The better integrated the systems are, the more likely we are to get the flexibility that we need to run such projects properly. If the systems are not integrated, we will not get that flexibility. Taking a large chunk and parking it with one provider for 30 years does not work.

Ken Wimbor:

I have an example of where flexibility is important. The previous Administration, like the current Administration, was committed to reductions in class sizes, which have consequences for both teacher numbers and accommodation. Our members' perception is that PPP projects have not delivered the required flexibility in accommodation.

I am not answering your question directly, with an example of good practice, but I agree that future flexibility is important.

It strikes me that the matter is about medium to long-term planning, but, unfortunately, competence and foresight can be scarce commodities.

Would our witnesses like to make any final comments?

Jon Ford:

As I said at the outset, the experience of those of our members whom we consulted about PFI projects has been positive in some respects. They got the new hospitals that they wanted. They have the shiny new facilities and the capital investment that they wanted for 20-odd years. However, as the projects have unfolded, the criticisms have become manifold.

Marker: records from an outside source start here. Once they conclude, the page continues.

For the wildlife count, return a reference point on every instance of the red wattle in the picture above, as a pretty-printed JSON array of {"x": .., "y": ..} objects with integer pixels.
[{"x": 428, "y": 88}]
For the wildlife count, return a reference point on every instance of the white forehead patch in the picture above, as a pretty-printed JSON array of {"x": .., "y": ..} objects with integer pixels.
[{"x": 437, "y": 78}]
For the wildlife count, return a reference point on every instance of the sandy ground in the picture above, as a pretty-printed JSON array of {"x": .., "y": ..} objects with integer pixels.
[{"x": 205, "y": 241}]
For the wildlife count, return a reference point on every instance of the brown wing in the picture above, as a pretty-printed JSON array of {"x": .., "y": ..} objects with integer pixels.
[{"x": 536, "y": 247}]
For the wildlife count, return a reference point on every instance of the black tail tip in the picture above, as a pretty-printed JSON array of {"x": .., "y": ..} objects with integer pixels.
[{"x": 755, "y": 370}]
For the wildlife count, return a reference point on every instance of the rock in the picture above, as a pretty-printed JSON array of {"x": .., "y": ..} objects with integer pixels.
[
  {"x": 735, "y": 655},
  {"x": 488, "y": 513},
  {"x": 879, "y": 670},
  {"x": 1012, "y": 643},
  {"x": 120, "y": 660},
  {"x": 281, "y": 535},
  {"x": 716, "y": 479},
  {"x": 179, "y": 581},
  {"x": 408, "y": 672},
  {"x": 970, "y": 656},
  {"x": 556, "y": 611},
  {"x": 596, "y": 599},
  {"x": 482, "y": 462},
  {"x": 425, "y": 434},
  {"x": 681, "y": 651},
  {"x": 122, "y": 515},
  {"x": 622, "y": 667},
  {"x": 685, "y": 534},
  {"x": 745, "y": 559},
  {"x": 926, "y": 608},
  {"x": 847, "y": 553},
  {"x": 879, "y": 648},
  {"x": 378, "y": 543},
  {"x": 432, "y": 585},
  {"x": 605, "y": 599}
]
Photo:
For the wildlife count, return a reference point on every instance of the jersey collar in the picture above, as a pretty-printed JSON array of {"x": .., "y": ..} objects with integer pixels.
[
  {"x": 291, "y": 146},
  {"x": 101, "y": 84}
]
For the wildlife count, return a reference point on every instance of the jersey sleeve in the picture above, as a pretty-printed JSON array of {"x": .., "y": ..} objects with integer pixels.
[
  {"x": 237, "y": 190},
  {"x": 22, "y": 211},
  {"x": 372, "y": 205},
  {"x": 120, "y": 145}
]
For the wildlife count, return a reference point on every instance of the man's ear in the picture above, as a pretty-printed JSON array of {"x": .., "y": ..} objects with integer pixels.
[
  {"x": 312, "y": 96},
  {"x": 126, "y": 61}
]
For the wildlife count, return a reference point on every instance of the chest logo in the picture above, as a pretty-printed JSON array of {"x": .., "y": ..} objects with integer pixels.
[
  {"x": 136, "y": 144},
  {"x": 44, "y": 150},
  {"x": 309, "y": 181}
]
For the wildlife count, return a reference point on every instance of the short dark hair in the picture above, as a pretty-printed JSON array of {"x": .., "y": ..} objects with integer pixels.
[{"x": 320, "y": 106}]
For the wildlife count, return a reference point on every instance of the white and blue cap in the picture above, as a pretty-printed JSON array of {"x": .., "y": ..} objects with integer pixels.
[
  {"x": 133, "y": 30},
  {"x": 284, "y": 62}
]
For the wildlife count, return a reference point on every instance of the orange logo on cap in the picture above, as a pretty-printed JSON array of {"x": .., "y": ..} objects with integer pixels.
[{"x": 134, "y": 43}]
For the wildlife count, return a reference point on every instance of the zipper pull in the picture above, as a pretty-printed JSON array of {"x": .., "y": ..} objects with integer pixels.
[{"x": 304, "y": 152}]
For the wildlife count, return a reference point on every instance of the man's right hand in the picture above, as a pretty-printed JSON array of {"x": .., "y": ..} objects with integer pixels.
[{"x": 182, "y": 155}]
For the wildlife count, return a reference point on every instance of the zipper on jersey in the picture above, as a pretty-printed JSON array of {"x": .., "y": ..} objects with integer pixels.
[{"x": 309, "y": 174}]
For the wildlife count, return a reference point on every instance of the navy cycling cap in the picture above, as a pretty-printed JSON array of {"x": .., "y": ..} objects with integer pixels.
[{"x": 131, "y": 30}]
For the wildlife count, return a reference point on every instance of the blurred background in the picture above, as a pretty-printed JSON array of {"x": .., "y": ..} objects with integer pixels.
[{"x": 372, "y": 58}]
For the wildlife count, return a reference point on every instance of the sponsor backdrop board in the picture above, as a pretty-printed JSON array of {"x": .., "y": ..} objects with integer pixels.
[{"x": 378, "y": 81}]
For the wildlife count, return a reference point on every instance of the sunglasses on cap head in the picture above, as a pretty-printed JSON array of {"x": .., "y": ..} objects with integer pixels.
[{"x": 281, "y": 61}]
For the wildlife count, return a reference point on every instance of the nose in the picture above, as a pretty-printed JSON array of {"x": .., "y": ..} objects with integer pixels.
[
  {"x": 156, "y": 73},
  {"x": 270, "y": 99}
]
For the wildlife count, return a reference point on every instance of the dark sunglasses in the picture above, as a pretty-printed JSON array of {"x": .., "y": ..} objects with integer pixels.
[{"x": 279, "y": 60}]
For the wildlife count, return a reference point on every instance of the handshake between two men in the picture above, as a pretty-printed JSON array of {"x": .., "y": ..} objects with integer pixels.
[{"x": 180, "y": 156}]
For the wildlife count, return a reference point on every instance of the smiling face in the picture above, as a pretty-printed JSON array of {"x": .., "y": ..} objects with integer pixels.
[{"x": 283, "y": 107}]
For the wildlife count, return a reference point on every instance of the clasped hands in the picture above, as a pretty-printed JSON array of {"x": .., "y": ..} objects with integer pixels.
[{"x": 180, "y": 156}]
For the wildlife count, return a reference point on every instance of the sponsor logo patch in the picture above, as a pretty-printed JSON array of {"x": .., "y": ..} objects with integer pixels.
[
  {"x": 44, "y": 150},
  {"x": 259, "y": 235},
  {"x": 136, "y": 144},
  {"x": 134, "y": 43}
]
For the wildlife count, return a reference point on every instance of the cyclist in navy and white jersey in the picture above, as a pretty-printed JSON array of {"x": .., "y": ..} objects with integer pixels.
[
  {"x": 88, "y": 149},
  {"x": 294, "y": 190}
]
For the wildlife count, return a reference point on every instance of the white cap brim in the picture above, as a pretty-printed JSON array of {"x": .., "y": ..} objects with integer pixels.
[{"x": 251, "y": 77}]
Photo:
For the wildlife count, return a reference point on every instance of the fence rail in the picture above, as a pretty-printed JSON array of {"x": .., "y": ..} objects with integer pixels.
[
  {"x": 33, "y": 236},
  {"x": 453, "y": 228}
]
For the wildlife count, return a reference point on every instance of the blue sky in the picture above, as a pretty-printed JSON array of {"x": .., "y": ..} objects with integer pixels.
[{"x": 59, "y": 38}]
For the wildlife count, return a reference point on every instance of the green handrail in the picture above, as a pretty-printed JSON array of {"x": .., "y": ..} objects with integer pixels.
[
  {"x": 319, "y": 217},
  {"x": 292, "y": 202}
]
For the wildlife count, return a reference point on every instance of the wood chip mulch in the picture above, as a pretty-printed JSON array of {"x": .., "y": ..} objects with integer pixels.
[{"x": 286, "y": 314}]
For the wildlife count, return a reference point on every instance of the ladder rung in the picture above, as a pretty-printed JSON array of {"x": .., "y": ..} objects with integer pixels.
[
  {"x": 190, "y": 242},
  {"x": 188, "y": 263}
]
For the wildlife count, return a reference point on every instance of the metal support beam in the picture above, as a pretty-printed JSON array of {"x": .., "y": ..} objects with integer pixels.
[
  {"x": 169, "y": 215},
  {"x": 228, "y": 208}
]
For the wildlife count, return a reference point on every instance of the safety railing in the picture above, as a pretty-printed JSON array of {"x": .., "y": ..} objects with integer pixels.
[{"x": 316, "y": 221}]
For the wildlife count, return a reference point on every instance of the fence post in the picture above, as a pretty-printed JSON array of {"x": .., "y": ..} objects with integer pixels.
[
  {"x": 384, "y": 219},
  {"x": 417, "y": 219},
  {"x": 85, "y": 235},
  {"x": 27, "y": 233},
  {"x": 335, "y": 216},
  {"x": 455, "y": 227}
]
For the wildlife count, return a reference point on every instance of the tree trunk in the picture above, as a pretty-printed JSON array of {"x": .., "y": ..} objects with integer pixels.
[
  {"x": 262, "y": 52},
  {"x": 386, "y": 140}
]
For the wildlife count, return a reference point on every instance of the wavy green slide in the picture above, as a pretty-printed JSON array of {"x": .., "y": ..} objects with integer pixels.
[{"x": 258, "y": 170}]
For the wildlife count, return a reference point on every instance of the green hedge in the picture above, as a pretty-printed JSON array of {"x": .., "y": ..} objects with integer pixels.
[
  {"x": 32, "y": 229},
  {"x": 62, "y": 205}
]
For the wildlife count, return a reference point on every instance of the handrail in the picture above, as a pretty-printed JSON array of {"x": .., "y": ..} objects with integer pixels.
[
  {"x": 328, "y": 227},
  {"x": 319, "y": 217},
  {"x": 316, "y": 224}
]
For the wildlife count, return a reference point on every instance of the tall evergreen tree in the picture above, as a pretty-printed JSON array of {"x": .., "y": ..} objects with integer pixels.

The message is that, if you predicate something on a certain pattern of service for a long time, sooner or later the deficiencies will come to light. That is what has happened. Increasingly, our members tell us that facilities that they thought were fit for purpose have turned out not to be so, particularly in the light of recent deficits. In the NHS in England, the focus of the deficits is the hypothecation of large expenditure streams to PFI projects, which has been to the detriment of clinical services. Obviously, doctors are concerned about that. The more money we wrap up in such projects, the more likely it is that services will feel the pinch.

I echo what Mr Watson said about reconfiguration. Our members' view is open to challenge, but their perception is that PFI facilities are the least likely facilities to be closed when services are reconfigured. It does not necessarily follow that those facilities are the ones that should stay open. It is just that there is an income stream to which one is committed for a long time and it makes sense not to prejudice that. Other facilities are vulnerable, but they should not be.

Dave Watson:

The arguments against private financing have been well rehearsed. The committee has heard all of them during its evidence-taking sessions.

Our view is that you should not try to put a flawed model right by playing with it. That will not work. You should start again, which in our view means providing a level playing field between conventional finance and private finance. You should do that by ensuring that the prudential borrowing framework is available both to local authorities and to other public bodies. That approach is the way ahead. It will deliver a flexible and cost-effective capital infrastructure that meets Scotland's needs.

Ken Wimbor:

The existing PPP scheme is a flawed model. We believe that it is important to have a level playing field. Our members reported to us four major areas of concern about the schemes that they have experienced: consultation levels; health and safety when a school is not closed during refurbishment; facilities management; and future flexibility, particularly in relation to reductions in class sizes.

Thank you for your important evidence, which is appreciated by the committee. If you wish to raise any further points, do not hesitate to put them to the committee in writing.

Meeting continued in private until 15:50.